Impress that love to life and people.

He was a guy who gets into trouble to help others,

so that the shacks have drinking water, so that children are vaccinated, so that there are hygiene measures, so that the concept of public health ends up being imposed throughout Latin America. ... They seem all measures against COVID ... We were not aware when we made the film.

In fact, there are many scenes in which the protagonist insists on washing his hands and they say to me: 'But is this really necessary?'

Now, suddenly, those images are the emblem of the film.

Perhaps the vindication of this type of politicians who dignify the office of politics is less a coincidence ... These people are always vindicable, they are the type of people that we should clone instead of cloning so many idiots.

He was a guy who just dreamed of a better world.

He was a liberal in the real sense of the word

.

A neoliberal? No, by God, not in that sense.

He was liberal in the sense of tolerant people who respect another way of thinking.

The kidnapping suffered by words like liberalism is worrying.

Do you think that a large part of the political class has now lost the meaning and grace of their office?

I wish political men were like Héctor Abad;

I wish politicians would think from the time they get up until they go to bed to make people's lives better.

There is a phrase by Isaiah Berlin that I never forget.

He said he said that the first duty of a politician is to cause the least possible suffering.

What is happening to us then so that things are so differently different? Two verses by Léo Ferré come to mind:

"We live in an epic time / but we have nothing epic about ourselves."

I can add little.

Anyone who puts something else before what is really the main thing is betraying the people.

At this time, we should all keep our ideas to simply help, even if votes are lost. What has disappointed you most in this time of pandemic? The situation in Madrid;

that for once we are pointers in something and be in this.

Seeing that what was said in March that we are going to get out of this and we are going to learn a lot has been false, it really disappoints me.

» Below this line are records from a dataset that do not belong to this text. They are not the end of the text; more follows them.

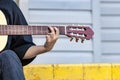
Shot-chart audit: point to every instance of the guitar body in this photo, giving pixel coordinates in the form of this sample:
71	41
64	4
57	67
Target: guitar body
3	38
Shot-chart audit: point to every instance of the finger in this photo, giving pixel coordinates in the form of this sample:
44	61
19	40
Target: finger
47	37
51	30
56	31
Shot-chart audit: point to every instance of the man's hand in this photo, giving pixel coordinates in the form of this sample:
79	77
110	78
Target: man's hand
51	38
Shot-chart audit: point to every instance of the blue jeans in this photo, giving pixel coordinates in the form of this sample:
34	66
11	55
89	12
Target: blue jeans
10	66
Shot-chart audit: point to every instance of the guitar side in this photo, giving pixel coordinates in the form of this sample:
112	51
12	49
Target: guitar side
3	38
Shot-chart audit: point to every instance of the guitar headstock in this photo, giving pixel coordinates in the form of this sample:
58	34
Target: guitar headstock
79	32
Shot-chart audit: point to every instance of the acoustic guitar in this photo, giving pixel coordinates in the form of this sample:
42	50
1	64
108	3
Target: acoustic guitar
78	32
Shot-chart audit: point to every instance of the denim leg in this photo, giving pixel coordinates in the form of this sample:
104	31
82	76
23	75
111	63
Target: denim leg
10	66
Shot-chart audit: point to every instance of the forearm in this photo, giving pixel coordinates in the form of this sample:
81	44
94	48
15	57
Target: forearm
34	51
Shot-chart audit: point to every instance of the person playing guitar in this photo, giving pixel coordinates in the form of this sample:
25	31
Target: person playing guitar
16	46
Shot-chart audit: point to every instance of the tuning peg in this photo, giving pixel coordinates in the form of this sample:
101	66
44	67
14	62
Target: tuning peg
82	40
77	39
71	39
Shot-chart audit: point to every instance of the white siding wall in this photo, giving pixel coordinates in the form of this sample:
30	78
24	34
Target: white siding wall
110	25
102	15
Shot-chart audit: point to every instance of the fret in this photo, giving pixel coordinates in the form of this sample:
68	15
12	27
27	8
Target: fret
27	30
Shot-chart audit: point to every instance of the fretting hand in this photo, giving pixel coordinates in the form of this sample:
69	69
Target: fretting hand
51	38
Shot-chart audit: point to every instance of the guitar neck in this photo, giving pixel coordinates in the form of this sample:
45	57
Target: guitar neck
27	30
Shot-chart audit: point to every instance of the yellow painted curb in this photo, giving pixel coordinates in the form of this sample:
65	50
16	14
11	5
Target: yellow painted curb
72	72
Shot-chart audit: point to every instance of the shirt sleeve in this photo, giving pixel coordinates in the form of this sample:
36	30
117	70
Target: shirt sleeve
19	44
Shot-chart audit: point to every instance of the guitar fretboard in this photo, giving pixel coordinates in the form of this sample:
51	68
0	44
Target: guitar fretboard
27	30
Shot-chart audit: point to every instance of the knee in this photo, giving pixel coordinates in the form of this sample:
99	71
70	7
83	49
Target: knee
8	54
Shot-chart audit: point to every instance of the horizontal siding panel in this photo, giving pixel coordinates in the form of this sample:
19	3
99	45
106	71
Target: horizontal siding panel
64	44
110	22
110	9
111	58
63	57
111	47
60	5
110	1
111	35
60	17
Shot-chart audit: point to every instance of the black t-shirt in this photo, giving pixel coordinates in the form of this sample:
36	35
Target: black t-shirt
19	44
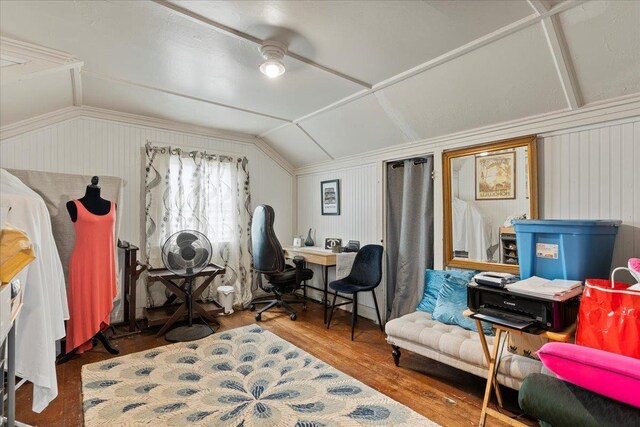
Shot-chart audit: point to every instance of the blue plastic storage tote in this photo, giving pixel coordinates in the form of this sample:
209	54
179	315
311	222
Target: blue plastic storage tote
565	249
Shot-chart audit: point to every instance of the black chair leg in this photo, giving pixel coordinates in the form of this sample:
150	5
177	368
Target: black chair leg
354	314
375	302
273	303
333	305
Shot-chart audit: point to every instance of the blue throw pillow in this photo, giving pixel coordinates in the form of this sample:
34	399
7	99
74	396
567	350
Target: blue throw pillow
433	282
452	302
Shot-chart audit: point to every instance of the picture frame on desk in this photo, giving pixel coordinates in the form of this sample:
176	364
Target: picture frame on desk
330	197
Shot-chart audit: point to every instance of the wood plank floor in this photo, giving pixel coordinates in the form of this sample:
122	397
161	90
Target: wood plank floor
443	394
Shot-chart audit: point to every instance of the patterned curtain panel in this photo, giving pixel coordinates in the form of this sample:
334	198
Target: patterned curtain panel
193	190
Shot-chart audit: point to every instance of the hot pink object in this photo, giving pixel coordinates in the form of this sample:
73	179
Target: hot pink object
634	266
608	374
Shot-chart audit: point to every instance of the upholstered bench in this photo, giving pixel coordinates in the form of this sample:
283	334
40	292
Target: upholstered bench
455	346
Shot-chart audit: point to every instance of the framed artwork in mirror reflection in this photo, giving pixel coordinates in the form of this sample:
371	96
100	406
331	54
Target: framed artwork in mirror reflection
495	176
330	197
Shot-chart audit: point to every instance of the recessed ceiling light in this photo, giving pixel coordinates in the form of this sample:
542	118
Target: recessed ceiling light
273	53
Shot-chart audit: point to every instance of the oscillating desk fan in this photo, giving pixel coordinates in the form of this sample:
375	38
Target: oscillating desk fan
187	253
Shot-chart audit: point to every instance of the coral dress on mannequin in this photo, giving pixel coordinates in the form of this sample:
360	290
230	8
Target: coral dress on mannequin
92	277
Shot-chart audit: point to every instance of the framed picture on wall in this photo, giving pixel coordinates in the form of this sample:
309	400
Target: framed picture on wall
495	176
330	193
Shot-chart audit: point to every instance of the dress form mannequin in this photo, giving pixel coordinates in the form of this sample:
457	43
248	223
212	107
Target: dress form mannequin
96	205
91	200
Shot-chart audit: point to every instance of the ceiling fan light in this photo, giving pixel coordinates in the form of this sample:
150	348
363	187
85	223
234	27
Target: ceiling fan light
272	68
273	53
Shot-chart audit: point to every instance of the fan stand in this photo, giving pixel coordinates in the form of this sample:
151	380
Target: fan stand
191	332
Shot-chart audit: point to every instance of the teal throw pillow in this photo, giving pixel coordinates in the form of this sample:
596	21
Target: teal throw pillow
433	282
452	302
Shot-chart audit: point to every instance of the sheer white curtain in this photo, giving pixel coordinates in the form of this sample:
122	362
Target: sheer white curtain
194	190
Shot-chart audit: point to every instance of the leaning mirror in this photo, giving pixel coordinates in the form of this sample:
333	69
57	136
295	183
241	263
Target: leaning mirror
484	187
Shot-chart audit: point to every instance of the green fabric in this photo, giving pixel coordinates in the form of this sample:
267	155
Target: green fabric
561	404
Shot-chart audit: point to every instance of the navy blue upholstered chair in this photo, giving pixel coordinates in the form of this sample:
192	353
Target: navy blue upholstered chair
366	274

Now we are in the second wave of infections and we have not learned anything.

That is disappointing:

the ability of human beings not to learn.

We should all be very close and it is just the opposite.

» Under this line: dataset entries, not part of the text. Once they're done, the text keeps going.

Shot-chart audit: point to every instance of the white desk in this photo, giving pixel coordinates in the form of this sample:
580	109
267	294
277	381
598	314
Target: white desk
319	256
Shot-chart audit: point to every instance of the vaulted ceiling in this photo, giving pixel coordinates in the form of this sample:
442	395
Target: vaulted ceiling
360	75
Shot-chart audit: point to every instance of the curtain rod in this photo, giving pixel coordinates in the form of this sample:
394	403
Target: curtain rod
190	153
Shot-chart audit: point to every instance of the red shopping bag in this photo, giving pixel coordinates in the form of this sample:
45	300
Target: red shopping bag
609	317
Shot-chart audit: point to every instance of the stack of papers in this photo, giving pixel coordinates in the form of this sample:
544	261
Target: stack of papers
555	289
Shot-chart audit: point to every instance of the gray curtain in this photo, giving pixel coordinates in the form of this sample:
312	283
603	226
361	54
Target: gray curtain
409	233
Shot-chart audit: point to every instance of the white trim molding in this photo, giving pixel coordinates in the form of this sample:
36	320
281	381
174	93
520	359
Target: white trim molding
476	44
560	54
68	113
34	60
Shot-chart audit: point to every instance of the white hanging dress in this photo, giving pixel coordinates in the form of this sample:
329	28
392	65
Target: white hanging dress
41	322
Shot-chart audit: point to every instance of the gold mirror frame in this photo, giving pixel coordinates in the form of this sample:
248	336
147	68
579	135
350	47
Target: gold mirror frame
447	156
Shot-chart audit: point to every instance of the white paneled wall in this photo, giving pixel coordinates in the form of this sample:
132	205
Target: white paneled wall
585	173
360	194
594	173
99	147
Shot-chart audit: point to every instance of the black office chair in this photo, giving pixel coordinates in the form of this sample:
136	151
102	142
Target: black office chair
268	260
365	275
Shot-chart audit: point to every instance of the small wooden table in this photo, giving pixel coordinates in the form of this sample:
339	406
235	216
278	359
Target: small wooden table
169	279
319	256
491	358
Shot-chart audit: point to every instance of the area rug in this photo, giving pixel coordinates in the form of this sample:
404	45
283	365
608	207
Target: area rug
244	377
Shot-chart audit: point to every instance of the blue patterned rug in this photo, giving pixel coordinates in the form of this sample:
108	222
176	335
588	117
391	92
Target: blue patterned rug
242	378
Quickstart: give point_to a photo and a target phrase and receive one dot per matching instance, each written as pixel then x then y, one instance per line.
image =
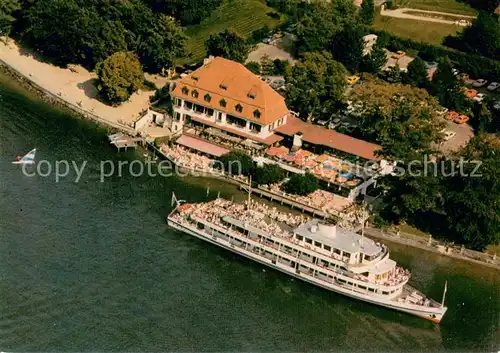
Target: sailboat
pixel 29 158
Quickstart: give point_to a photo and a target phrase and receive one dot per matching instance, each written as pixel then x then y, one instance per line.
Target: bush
pixel 236 163
pixel 268 174
pixel 301 184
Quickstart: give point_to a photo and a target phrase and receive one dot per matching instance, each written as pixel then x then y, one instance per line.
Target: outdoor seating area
pixel 325 167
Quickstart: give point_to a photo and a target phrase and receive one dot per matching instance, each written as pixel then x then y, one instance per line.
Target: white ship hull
pixel 430 313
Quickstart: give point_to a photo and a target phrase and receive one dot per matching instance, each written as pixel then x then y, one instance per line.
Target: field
pixel 242 16
pixel 452 6
pixel 428 32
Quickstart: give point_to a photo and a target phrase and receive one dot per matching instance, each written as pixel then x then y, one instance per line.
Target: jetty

Are you worried about success? It is not poetic to talk about success. How did the failure of your previous film: 'The Queen of Spain' weigh on you? It helps you to overcome that you are happy with the film and I am very happy.

If I have to choose between being happy with a movie or having it succeed, I choose the former.

There are some that I will not say with which I am not so happy, but I accept them.

They are part of my life. The last time he was in San Sebastián, there was a great stir due to his statements on account of the National Film Award in which he declared himself a citizen of a country called cinema and which were interpreted as a refusal to be Spanish ... Well, it was a bitter affair ... Is the wound healed? Nothing is completely healed.

You have to learn to live with it.

I imagine that if you were to investigate you would discover things,

but why. How do you get on with closing a festival as rare as this? Yes, it is rare.

But it is always rare to close.

If you are the opening film, half the people have not arrived, and if you are the closing film, they have already left.

Will COVID make us better? Let's say that what happens intensifies as you already are.

I see people throw themselves out to help others with passion.

But those were already good.

And others are discovered as authentic ... But those were already bad.

Everyone follows his intensified process.